Andy introduces us to the Lego bricks that his team has developed. These bricks are made of laterite and not burnt. This brick is also three dimensional, which helps us create various spatial qualities. The inspiration for lego brick originally comes from the interlocking system of stone from the Borobudur and the Prambanan temples of Nusantara. This brick was further updated by creating holes in the, to give space for reinforcement that protects the building from seismic threats.

(Al-fattah mosque project)

This type of brick was then used for Andy’s other projects like the Al-Fattah mosque, where the building is made using laterite non-burnt bricks.

Andy continues the research for a future brick by experimenting with making several types of bricks like fly ash, crushed plastic, bottom ash, and perlite bricks.

(Islamic boarding school project)

In the Islamic boarding school, Andy saw the opportunity to use fly ash brick as the campus was close to a power plant building from which the waste material will be used for the bricks.

(Al-Birru mosque developed by community)

Andy also shows Al- Birru mosque a project where they taught the community to make these laterite bricks and build a mosque on their own. This learning takes place at their workshop and office, from where the villagers return to their village, teach the community their learning and build the mosque together.

In Araya house, Andy has developed a parametric facade using bricks, made up of recycled materials in customized sizes. The recycled brick was made of waste terracotta tiles, shards of tiles of the roof, etc. In the making process, they visited the city of provakarta, where all the terracotta industries are present. They collaborated with the local craftsmen and industries there, to make this waste product into a new building material. They use this recycled material to explore different shapes and patterns of brick.

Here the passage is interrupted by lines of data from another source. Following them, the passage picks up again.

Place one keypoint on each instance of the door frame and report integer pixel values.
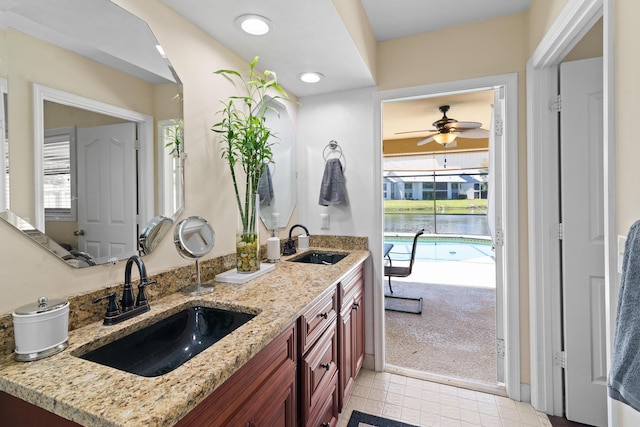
(145, 141)
(510, 217)
(572, 24)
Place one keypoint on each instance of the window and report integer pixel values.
(59, 181)
(427, 191)
(408, 191)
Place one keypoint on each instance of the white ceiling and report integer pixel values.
(309, 35)
(391, 19)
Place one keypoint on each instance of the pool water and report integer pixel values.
(441, 249)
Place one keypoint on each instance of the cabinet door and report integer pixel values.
(357, 332)
(318, 368)
(345, 367)
(326, 415)
(278, 411)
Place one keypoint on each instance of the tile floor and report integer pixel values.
(424, 403)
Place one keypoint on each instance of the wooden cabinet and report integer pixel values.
(350, 333)
(318, 364)
(261, 393)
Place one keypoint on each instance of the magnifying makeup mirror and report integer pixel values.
(194, 238)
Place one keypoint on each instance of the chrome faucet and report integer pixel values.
(290, 244)
(129, 308)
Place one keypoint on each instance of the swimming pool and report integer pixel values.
(441, 249)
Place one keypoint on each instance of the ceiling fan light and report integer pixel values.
(444, 138)
(254, 25)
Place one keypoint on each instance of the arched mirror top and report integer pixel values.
(75, 63)
(277, 188)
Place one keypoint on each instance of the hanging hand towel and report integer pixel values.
(332, 188)
(624, 377)
(265, 187)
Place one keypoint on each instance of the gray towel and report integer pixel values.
(332, 188)
(265, 187)
(624, 377)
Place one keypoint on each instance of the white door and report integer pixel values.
(494, 219)
(582, 210)
(107, 191)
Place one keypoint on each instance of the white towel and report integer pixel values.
(332, 188)
(624, 377)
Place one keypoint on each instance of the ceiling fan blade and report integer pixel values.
(463, 125)
(453, 144)
(477, 133)
(425, 140)
(415, 131)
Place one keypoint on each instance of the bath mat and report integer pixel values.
(360, 419)
(403, 305)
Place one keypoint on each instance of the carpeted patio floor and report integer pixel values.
(455, 335)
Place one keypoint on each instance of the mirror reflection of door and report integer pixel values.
(107, 191)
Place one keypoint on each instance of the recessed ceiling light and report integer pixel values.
(310, 77)
(255, 25)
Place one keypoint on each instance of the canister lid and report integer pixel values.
(40, 306)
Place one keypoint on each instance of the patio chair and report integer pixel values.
(391, 270)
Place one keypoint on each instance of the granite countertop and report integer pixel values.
(95, 395)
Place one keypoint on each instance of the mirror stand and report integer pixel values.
(194, 238)
(199, 288)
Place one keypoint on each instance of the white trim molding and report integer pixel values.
(509, 215)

(Different forms of bricks developed)

“In principle, we develop a DNA of architecture from the cell, and this cell is brick, and there will be many new possibilities with a brick..for example, we are working with a trapezoid brick that helps us explore a larger variety of tectonics.”

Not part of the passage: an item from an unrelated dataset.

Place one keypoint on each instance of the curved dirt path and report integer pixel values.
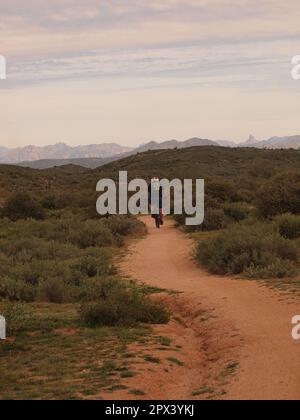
(250, 320)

(Indonesian soil types and potential brick possibilities)

With this presentation Andy introduces the numerous possibilities one can achieve through experimenting with different types of soils and forms of brick.

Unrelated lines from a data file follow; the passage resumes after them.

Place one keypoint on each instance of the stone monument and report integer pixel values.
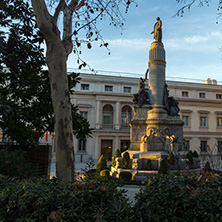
(155, 112)
(156, 127)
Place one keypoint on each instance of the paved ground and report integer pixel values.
(131, 189)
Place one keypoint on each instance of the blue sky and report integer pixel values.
(192, 42)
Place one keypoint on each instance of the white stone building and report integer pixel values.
(106, 101)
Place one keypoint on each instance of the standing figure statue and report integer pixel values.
(157, 33)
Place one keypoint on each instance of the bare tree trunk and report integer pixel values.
(56, 58)
(56, 61)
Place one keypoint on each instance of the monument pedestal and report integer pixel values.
(156, 128)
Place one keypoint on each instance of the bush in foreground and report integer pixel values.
(14, 163)
(180, 198)
(46, 200)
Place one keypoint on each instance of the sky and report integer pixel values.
(192, 42)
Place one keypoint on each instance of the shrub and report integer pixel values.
(14, 163)
(104, 173)
(207, 167)
(40, 199)
(195, 154)
(171, 159)
(163, 168)
(117, 154)
(149, 165)
(125, 161)
(102, 164)
(124, 175)
(179, 198)
(90, 173)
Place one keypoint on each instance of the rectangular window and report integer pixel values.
(220, 146)
(203, 146)
(84, 86)
(107, 120)
(184, 94)
(127, 89)
(186, 145)
(219, 121)
(108, 88)
(82, 146)
(84, 114)
(186, 120)
(218, 96)
(203, 121)
(202, 95)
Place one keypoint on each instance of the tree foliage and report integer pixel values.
(24, 90)
(76, 15)
(25, 100)
(87, 18)
(187, 4)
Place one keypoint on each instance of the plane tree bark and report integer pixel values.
(58, 49)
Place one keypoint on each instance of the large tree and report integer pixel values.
(76, 15)
(25, 102)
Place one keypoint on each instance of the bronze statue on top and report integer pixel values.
(157, 33)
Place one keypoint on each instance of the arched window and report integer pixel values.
(126, 116)
(107, 116)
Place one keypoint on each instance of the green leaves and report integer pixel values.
(25, 98)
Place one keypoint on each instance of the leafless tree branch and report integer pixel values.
(75, 5)
(58, 10)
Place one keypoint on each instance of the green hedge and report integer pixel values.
(38, 199)
(14, 163)
(180, 198)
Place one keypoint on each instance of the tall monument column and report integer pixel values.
(157, 66)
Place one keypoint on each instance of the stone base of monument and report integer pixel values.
(138, 164)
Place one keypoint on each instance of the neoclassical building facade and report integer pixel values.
(106, 102)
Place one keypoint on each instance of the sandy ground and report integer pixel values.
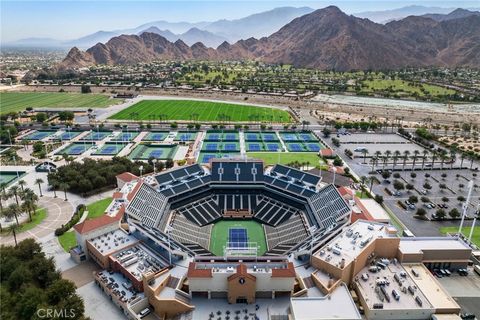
(361, 109)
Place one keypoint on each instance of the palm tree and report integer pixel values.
(14, 192)
(64, 187)
(425, 155)
(365, 152)
(396, 155)
(39, 181)
(13, 211)
(13, 229)
(406, 153)
(414, 158)
(22, 184)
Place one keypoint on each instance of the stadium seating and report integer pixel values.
(187, 232)
(202, 212)
(282, 237)
(148, 206)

In conversation with Ayaz, we understand Andy’s approach towards sustainability, through creating a contemporary expression learning from the tectonics from ancient Indonesian temples. The focus of Andy’s research is to create tectonics that helps the building in the hot and humid climate, usually using a secondary skin or elevating volumes of the building above ground for the building to breathe.

Andy’s work and his spirit to collaborate and keep the craftsmanship alive show us the much-needed passion for sustainability in the present time. His use of brick, while at the same time questioning it and developing better solutions for the future, set up a foundation towards sustainable solutions and the attitude with which we should approach it.